Updated on June 18, 2022

Comments

  • user2967267
    user2967267 almost 2 years

    All, There is a application which generates it's export dumps.I need to write a script that will compare the previous days dump against the latest and if there are differences among them i have to some basic manipulations of moving and deleting sort of stuff. I have tried finding a suitable way of doing it and the method i tried was : $var_com=diff (get-content D:\local\prodexport2 -encoding Byte) (get-content D:\local\prodexport2 -encoding Byte) I tried the Compare-Object cmdlet as well. I notice a very high memory usage and eventually i get a message System.OutOfMemoryException after few minutes. Has one of you done something similer ?. Some thoughts please. There was a thread which mentioned about a has comparison which i have no idea as to how to go about. Thanks in advance folks Osp

  • user2967267
    user2967267 over 10 years
    Thanks for this. It took away the long time it used to take for the comparison.
  • Duncan
    Duncan about 10 years
    I tried using this code with relative paths (so in Powershell cd somewhere and then $FilePath1 = 'testfile.txt') but the StreamReader doesn't pick up Powershell's change of folder and thinks it is relative to my home folder instead. The fix is to use $Filepath1 = Get-Item 'testfile.txt' instead and then Powershell passes the correct absolute path to StreamReader.
  • Code Maverick
    Code Maverick over 9 years
    I might be inclined to not use the if (!$?) and replace it with if ($LastExitCode -eq 0).
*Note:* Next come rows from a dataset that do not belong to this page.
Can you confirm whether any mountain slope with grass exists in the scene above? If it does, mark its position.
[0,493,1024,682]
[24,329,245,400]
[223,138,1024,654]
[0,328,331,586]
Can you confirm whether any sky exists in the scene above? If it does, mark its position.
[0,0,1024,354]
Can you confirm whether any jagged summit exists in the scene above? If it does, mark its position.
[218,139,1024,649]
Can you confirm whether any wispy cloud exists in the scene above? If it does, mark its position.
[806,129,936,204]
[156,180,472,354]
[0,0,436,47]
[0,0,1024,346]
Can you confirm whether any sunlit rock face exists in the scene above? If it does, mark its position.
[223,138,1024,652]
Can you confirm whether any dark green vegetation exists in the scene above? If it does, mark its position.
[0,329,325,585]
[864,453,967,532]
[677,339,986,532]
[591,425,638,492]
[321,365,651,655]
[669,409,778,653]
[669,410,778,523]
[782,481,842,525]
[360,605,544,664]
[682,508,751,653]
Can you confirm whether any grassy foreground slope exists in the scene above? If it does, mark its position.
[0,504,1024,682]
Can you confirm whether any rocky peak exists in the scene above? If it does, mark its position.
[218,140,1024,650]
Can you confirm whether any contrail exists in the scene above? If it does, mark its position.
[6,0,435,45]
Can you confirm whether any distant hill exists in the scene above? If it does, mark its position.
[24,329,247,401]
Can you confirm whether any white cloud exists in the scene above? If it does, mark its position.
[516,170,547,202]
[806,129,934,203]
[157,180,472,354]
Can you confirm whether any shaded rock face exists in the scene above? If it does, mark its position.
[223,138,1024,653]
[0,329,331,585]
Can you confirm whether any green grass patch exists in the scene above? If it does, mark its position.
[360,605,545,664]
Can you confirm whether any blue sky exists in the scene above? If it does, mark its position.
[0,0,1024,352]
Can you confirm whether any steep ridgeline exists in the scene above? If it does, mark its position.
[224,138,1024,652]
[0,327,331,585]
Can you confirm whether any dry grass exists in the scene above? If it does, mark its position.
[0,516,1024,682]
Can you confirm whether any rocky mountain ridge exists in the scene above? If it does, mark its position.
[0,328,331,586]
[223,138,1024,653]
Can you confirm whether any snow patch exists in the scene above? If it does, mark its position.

Check out stackoverflow.com/q/10666101 and all the answers.
  • Code Maverick
    Code Maverick over 9 years
    How would your routine compare with the @ericnils answer with respect to performance? When using it inside a function that could get called from a foreach that contains however many files of varying sizes, is yours more optimized than the 4.0 Get-FileHash?
  • arberg
    arberg over 8 years
    This is extremely slow for different files, because it prints all differences (to null). It seems fc does not support not printing output. One can use 'fc /a /b ' which might try to output less but didn't make big difference for me.
  • Keith Hill
    Keith Hill over 8 years
    Just out of curiosity does it help to assign to $null e.g. $null = fc.exe ...?
  • Nacht
    Nacht about 8 years
    @CodeMaverick, it should be for exactly the reason he stated. it doesn't have to read both entire files unless they are the same. It's the ideal solution
  • herzbube
    herzbube over 6 years
    I suggest setting $BYTES_TO_READ to some higher value than 8. On my system reading 8 Bytes per iteration was extremely slow. I don't know what the best value is, but increasing the buffer size to 32768 (32 KB) certainly made the file compare a lot snappier.
  • herzbube
    herzbube over 6 years
    I realized that changing $BYTES_TO_READ is not enough, because inside the loop the BitConverter calls only compare the first 8 Bytes (= one Int64) of the buffer. After some deliberation I settled for a second, inner loop that iterates over the byte arrays and individually compares every byte. This is reasonably fast, and it's especially much faster than the ultra-slow compare-object cmdlet.
  • John Rees
    John Rees over 5 years
    Unfortunately as herzbube notes, the current implementation gives completely wrong answers because only 8 bytes out of every 32768 are actually compared.
  • NoBrassRing
    NoBrassRing almost 5 years
    Powershell's Get-FileHash function is (now) available, and does the same thing more simply.
  • Mattia Lancieri
    Mattia Lancieri over 4 years
    Very interesting, is the version with the int64 problem solved?
  • Plutian
    Plutian about 4 years
    Hi and welcome to stackoverflow, and thank you for answering. While this code might answer the question, can you consider adding some explanation for what the problem was you solved, and how you solved it? This will help future readers to understand your answer better and learn from it.
  • Kees C. Bakker
    Kees C. Bakker almost 4 years
    Added a buffer, as read by buffer is way faster. Updated the original blog article as well.